I- Il grande attore tragico Polos, perso che ebbe l’unico amatissimo figlio, tornando a teatro per recitare la parte di Elettra nella tragedia omonima, “tolse le ceneri e l’urna dal sepolcro del figlio e, tenendole strette, come se fossero quelle di Oreste, riempì la scena non con una simulata imitazione, ma con dei veri lamenti, sgorganti dal cuore”. Lo racconta Aulo Gellio.
Non credo si tratti d’una premonizione del futuro “metodo Stanislavskij”, una “psicotecnica” che prescrive all’attore un totale coinvolgimento emotivo nel ruolo che sta recitando, e immedesimazione, e simbiosi, col proprio personaggio. Al riparo dell’abito femminile, Polos poteva invece finalmente piangere il suo ragazzo morto come avrebbe fatto, senza virile ritegno, una madre, più che un padre. E certo commosse il pubblico come mai nessuno prima di allora.

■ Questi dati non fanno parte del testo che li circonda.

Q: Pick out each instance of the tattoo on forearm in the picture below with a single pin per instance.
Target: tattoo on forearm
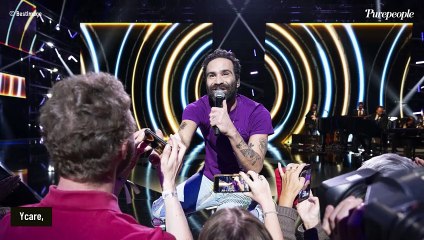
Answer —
(248, 152)
(263, 144)
(182, 126)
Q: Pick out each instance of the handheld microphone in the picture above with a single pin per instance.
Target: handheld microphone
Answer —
(219, 98)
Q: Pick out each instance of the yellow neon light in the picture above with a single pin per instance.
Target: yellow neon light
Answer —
(346, 75)
(305, 62)
(169, 112)
(402, 86)
(25, 28)
(279, 99)
(197, 84)
(149, 32)
(126, 24)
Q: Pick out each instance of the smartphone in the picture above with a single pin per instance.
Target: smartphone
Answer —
(229, 183)
(157, 143)
(304, 192)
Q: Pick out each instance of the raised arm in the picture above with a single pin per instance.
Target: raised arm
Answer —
(172, 157)
(250, 155)
(186, 131)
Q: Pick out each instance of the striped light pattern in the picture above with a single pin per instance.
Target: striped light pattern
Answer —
(326, 64)
(12, 86)
(16, 26)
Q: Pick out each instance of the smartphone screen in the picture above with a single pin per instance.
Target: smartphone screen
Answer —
(157, 143)
(304, 192)
(230, 183)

Emulo di Polos, ma ancor più tragico nel destino, fu il celebre attore inglese Palmer. Costui, “avendo perduto la moglie e il figlio, che adorava, ne concepì un dolore profondo e inconsolabile. Nel 1798, recitando il ruolo dello Straniero in una piéce di Kotzebue (Menschenass und Reue), la fisionomia e i sentimenti del suo personaggio influenzarono a tal punto la sua disposizione d’animo, che, entrando in scena nell’atto terzo, e dovendo rispondere a una domanda che riguardava la salute dei suoi figli, crollò in terra, emise un gran sospiro, e rese l’anima, malgrado l’avessero soccorso tempestivamente. Considerando il gran numero di dettagli e testimonianze”, – conclude, commosso, il Fournel – “non è possibile dubitare di questo fatto veramente straordinario”.
II- L’attore irlandese Henry Mossop (1723-1766) aveva un metodo particolare, e infallibile, per immedesimarsi e incarnare nel modo più realistico, sul palcoscenico, i grandi personaggi del proprio repertorio. Uniformava il menu dei suoi pasti al ruolo che doveva interpretare.

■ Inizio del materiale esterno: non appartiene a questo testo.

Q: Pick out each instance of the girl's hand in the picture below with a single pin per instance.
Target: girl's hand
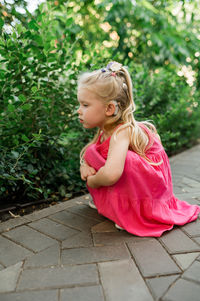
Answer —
(86, 171)
(91, 182)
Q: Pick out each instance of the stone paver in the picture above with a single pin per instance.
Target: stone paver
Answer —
(159, 285)
(87, 293)
(12, 253)
(122, 281)
(29, 238)
(116, 238)
(53, 229)
(152, 259)
(183, 290)
(193, 229)
(51, 295)
(45, 258)
(185, 244)
(185, 260)
(193, 273)
(58, 277)
(75, 221)
(70, 252)
(9, 277)
(82, 239)
(85, 210)
(94, 254)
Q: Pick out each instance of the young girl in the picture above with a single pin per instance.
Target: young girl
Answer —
(126, 168)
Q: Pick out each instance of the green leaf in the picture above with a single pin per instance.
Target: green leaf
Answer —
(11, 108)
(22, 97)
(27, 106)
(1, 23)
(15, 154)
(34, 89)
(25, 138)
(69, 22)
(33, 25)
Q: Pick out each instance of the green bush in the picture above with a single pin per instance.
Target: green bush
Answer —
(40, 136)
(172, 105)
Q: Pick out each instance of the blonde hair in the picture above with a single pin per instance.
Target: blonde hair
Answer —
(116, 85)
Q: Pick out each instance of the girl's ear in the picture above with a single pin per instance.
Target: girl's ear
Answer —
(110, 109)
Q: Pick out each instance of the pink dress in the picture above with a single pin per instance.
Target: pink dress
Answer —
(142, 200)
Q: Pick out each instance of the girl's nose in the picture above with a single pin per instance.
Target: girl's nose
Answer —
(79, 110)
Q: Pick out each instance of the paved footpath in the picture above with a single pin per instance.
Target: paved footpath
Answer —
(70, 252)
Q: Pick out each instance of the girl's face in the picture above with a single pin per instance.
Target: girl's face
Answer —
(92, 111)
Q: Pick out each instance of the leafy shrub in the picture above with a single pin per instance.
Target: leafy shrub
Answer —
(40, 137)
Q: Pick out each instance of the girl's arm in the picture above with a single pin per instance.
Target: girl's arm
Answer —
(110, 173)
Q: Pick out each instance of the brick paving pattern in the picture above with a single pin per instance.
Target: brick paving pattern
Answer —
(70, 252)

Se, qualche ora dopo, doveva calarsi nei panni d’un ardente innamorato, sullo stile di Romeo, mangiava a cena immancabilmente una testina di vitello; un numero imprecisato di uova fresche lo disponeva ai monologhi più teneri e sentimentali; non sarebbe mai stato un credibile Otello, o un’altra possente figura di “geloso”, se non avesse avuto cura di pasteggiare con cipolle crude; infine, una porzione abbondante di sanguinaccio – ovviamente, si direbbe – in lui “metteva in movimento l’energia d’un tiranno sanguinario”.
C’è da chiedersi se il “Metodo” di Mossop sia mai caduto, completamente, in disuso: certi atletici attori d’oggi, che si credono Grandi della Scena, pare abbiano tratto maggior profitto dalla loro dieta, piuttosto che dalle scuole di recitazione.